Tak tahu harus katakan
apa, aku hanya ber-"hmm" lalu duduk bersebrangan.
Aku
menuangkan air minum dan mengupas 2 buah apel. Udara di sana lembab, sedikit
menyesakkan. Aku begitu sulit untuk bernapas.
"Kenapa kamu
begitu mencintainya?" Sesuatu yang kupikir hanya terucap di kepalaku,
tiba-tiba keluar begitu saja dari mulutku. Otak dan hatiku gagal bermusyawarah.
"Hmm.
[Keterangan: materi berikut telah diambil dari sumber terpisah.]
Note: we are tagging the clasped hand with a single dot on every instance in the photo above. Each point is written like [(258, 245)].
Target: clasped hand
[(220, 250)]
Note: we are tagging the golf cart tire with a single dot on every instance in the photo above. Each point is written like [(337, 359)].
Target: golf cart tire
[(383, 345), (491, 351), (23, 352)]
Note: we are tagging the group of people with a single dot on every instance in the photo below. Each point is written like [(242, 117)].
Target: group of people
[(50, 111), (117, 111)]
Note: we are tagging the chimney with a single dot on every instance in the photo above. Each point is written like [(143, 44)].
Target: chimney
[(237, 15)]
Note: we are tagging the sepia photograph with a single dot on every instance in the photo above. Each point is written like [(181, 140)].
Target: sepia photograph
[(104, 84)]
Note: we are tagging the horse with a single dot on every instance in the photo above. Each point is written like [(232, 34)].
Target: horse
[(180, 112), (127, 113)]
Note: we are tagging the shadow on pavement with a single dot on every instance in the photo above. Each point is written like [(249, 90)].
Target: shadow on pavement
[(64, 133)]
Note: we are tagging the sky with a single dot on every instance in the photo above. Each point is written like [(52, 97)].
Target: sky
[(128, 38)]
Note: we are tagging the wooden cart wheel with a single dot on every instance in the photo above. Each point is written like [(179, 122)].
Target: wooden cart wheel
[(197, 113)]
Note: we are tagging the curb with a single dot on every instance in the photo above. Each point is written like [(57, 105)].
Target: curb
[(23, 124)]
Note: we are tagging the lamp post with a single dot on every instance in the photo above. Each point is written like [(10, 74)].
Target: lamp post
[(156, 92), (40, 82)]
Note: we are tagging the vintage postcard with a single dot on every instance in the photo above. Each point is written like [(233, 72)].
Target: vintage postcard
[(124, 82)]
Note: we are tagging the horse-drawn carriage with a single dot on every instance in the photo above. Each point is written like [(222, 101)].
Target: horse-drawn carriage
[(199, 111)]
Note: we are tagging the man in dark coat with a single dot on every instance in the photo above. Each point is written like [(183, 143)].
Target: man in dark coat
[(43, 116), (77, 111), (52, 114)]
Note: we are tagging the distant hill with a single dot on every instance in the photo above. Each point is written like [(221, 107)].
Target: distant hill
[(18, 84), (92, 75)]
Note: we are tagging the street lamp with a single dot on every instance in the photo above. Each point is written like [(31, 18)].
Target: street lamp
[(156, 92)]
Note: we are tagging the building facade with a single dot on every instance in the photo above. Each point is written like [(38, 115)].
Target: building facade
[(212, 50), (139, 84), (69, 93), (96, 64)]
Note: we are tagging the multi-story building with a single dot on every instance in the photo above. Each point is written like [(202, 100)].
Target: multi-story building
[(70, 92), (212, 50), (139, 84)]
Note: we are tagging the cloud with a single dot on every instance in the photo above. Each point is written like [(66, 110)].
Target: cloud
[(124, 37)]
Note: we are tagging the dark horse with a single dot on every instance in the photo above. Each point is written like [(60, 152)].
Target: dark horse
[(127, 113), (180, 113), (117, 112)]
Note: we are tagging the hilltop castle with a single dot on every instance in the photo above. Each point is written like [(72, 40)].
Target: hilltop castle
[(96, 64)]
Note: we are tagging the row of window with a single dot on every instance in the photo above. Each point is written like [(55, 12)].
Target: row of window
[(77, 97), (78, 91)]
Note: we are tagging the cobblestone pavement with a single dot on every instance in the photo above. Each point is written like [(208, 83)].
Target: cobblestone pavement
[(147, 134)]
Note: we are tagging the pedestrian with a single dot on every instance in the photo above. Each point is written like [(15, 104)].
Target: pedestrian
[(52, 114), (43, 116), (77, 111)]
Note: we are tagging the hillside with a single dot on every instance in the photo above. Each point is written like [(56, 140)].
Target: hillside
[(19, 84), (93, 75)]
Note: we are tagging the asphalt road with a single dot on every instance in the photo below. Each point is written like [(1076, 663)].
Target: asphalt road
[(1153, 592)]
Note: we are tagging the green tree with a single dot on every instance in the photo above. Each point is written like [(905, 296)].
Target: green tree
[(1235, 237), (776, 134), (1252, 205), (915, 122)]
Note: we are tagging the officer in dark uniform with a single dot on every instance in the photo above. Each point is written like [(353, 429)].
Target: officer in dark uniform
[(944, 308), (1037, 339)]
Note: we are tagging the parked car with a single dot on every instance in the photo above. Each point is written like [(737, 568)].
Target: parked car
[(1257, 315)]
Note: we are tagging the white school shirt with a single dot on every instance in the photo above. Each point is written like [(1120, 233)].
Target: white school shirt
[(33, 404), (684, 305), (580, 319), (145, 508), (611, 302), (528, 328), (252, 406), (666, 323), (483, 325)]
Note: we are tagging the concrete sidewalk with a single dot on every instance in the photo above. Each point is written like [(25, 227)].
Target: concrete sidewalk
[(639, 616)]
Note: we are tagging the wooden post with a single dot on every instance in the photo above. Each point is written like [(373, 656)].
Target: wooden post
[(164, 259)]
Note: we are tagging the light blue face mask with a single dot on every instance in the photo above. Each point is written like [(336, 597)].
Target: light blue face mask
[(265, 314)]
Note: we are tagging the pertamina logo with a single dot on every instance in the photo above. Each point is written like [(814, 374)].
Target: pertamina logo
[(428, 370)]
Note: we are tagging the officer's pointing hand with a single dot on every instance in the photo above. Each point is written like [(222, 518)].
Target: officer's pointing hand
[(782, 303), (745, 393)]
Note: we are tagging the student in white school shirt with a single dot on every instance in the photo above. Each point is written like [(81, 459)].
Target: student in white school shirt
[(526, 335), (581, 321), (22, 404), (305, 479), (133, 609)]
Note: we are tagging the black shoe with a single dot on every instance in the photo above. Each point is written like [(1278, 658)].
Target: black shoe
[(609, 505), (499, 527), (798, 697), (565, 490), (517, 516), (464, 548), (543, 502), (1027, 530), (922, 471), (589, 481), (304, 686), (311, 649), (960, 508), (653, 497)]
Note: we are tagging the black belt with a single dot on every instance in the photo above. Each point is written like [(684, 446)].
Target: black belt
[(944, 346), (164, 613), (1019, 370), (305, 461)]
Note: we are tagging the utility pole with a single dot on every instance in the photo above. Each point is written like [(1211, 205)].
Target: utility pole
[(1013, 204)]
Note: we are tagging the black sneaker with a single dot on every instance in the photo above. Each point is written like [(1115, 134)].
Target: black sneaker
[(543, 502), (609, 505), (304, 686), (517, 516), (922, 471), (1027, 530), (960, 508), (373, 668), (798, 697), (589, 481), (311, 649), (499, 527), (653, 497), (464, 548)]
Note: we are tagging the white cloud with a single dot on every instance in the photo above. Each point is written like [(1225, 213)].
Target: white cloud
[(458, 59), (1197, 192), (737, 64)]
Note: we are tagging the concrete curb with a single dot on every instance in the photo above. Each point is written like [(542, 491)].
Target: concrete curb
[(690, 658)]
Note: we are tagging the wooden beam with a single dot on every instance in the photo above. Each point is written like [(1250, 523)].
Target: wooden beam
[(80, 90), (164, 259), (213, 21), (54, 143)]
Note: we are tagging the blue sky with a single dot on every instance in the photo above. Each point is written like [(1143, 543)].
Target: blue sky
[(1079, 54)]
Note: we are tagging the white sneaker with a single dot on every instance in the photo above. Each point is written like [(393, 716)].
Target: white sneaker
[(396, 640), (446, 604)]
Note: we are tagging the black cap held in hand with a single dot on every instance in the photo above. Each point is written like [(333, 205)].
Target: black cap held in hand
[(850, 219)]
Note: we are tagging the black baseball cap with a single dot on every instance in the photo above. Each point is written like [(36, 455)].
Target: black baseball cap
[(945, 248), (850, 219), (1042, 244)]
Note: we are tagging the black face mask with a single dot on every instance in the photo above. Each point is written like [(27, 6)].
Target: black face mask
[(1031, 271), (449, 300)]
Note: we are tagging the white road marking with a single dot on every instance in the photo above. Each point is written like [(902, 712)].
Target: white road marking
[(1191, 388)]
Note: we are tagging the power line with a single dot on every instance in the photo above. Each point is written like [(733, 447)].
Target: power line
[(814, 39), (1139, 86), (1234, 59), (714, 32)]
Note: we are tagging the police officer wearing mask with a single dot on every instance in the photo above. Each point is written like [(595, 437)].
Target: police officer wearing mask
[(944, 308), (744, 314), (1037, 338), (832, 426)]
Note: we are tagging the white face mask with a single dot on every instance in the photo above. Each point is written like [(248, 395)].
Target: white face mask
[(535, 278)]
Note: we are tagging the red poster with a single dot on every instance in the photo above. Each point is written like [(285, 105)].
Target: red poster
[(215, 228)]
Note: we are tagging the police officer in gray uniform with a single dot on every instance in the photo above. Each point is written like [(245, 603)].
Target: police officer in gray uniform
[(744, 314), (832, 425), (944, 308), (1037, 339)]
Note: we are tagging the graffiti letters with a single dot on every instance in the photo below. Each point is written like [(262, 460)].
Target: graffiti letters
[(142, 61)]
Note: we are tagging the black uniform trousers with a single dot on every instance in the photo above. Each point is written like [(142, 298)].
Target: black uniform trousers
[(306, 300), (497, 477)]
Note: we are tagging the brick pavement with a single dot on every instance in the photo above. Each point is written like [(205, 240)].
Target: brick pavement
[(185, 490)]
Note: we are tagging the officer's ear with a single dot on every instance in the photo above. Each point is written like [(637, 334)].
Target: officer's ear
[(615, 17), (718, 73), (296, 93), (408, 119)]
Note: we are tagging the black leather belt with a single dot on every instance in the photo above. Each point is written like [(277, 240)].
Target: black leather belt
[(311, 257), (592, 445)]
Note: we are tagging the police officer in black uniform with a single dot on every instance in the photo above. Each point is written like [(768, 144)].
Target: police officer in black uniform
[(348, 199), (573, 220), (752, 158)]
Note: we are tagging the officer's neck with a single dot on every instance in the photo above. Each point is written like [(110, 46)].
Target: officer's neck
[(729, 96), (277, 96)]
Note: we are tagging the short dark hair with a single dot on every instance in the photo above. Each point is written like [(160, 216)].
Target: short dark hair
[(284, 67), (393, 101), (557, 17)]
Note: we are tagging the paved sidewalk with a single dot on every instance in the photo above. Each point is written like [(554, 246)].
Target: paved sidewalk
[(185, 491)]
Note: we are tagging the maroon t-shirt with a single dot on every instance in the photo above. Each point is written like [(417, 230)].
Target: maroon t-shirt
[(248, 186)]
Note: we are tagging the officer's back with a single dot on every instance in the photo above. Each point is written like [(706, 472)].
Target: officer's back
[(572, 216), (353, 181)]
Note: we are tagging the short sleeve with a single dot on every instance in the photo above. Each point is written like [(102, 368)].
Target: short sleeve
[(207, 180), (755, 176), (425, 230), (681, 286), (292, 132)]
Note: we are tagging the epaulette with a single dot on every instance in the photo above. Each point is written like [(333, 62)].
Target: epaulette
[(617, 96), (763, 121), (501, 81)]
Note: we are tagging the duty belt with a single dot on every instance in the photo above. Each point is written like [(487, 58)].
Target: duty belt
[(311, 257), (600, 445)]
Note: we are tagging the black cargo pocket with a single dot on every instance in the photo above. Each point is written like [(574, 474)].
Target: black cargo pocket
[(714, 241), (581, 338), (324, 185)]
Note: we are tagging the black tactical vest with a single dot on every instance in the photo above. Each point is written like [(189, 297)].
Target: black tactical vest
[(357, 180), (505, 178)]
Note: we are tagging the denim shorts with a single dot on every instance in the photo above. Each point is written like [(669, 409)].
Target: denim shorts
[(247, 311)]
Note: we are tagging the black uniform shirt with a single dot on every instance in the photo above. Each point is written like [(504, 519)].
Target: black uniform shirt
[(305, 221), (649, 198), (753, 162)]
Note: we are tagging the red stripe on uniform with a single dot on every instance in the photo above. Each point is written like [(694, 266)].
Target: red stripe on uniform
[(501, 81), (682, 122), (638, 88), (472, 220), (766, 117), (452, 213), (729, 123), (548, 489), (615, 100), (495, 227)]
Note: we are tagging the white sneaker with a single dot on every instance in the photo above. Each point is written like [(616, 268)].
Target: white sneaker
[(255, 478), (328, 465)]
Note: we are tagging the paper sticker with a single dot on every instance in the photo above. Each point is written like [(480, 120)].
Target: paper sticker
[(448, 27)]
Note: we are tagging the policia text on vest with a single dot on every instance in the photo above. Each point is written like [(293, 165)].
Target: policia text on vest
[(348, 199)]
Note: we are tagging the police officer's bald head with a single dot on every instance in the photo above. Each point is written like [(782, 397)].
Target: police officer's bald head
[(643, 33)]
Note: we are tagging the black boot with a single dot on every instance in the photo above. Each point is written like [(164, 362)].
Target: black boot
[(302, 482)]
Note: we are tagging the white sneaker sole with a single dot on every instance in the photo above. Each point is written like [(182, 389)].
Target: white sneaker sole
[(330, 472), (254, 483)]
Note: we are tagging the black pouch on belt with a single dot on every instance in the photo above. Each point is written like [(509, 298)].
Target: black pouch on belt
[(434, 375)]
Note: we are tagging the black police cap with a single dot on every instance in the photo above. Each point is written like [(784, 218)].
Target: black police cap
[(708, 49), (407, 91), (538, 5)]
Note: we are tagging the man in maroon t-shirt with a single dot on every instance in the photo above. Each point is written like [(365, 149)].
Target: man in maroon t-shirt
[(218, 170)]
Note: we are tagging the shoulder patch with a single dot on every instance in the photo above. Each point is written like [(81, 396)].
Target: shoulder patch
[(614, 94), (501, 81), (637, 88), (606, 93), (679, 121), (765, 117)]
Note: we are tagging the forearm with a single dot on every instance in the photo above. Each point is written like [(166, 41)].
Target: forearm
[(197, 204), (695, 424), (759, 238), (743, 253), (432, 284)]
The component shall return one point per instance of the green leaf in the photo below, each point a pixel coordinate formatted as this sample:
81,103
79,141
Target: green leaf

Mungkin karena
dia cantik dan baik dan ramah dan.." Dan lain-lain yang tak ingin kuingat.
Aku tertawa kecil.
Kami
lalu menikmati camilan sehat kami sendiri-sendiri. Ada 5 sampai 6 menit sunyi yang
panjang di sana. Langit Jakarta bertambah terang.
"Jadi kenapa kamu
begitu membenciku?" Lagi-lagi aku gagal menahan pertanyaan itu keluar dari
otak kecilku.
Sesaat dia terlihat
kaget, kemudian tersenyum. Pertanyaanku menguap ke udara, tak terjawab.
***
Orang tua kami tak
sabaran ingin gendong cucu. Aku selalu mengelak, kami belum mau. Dia bahkan tak pernah
berusaha untuk menjelaskan.
Sungguh aku tak pernah
begitu kesepian dalam hidupku.
"Apa
kita bercerai saja?" Aku mengirimnya pesan malam-malam. Ceklis satu. Dia
jarang membaca pesanku, apalagi membalasnya. Mungkin aku tak pantas balasan?
"Aku pulang ke
rumah abah :)" Aku kirim pesan lagi, diakhiri dengan emoticon tersenyum. Jarak kami
hanya sejauh 2 pintu kamar.
Hari
berikutnya ceklis dua. Bajuku sudah rapi di lemari rumah, percis seperti saat
aku masih lajang. Orang tuaku tak bertanya apa-apa, pikirnya hanya berkunjung.
***
Di minggu
ke tiga Tuhan menumbuhkan rasa kangen di hatinya.
"Bisa keluar
sebentar?" Sesederhana itu pesan
singkat darinya. Dia tak pernah mengirimku pesan duluan. Aku ketakutan. Mungkin
dia sudah bawa surat cerainya.
Aku keluar kamar
menemukan dia terduduk dengan kaos oblong hitam favoritnya, masih terlihat
sama.
Hari itu pertama
kalinya aku menjawab "tidak" untuk pertanyaannya, "Mau ikut
pulang hari ini?"
***
Aneh. Dia mulai banyak
bertanya padaku, tentang hal-hal personal. Seperti hari ulang tahun, makanan favorit,
hewan yang kubenci, tipe ideal, dll.
Seperti dia mencoba
mengenalku dari awal? Seperti kami dalam tahap perkenalan lagi yang sebelumnya
kami lewatkan. Aku sungguh menghargainya. Nyatanya jarak itu baik untuk kami
masing-masing.
Saat aku setuju untuk
dibawa pulang ke rumah kami, senyum di wajahnya tergambar begitu lebar.
Memulai pernikahan
dari awal lagi, aku seperti anak SMA di awal pubertas. Aku tertawa setiap kali
dia bercanda, bahkan candaannya tak lucu-lucu amat. Kami salat bersama, pertama
kalinya kulihat setelah tahun ke 3 pernikahan. Dia menyatakan cintanya, aku
bisa mendengar degup jantungku gugup. Kami tak pernah sedekat itu.
***
Semua doa terjawab
seketika. Bukan hanya satu atau dua, tapi semuanya.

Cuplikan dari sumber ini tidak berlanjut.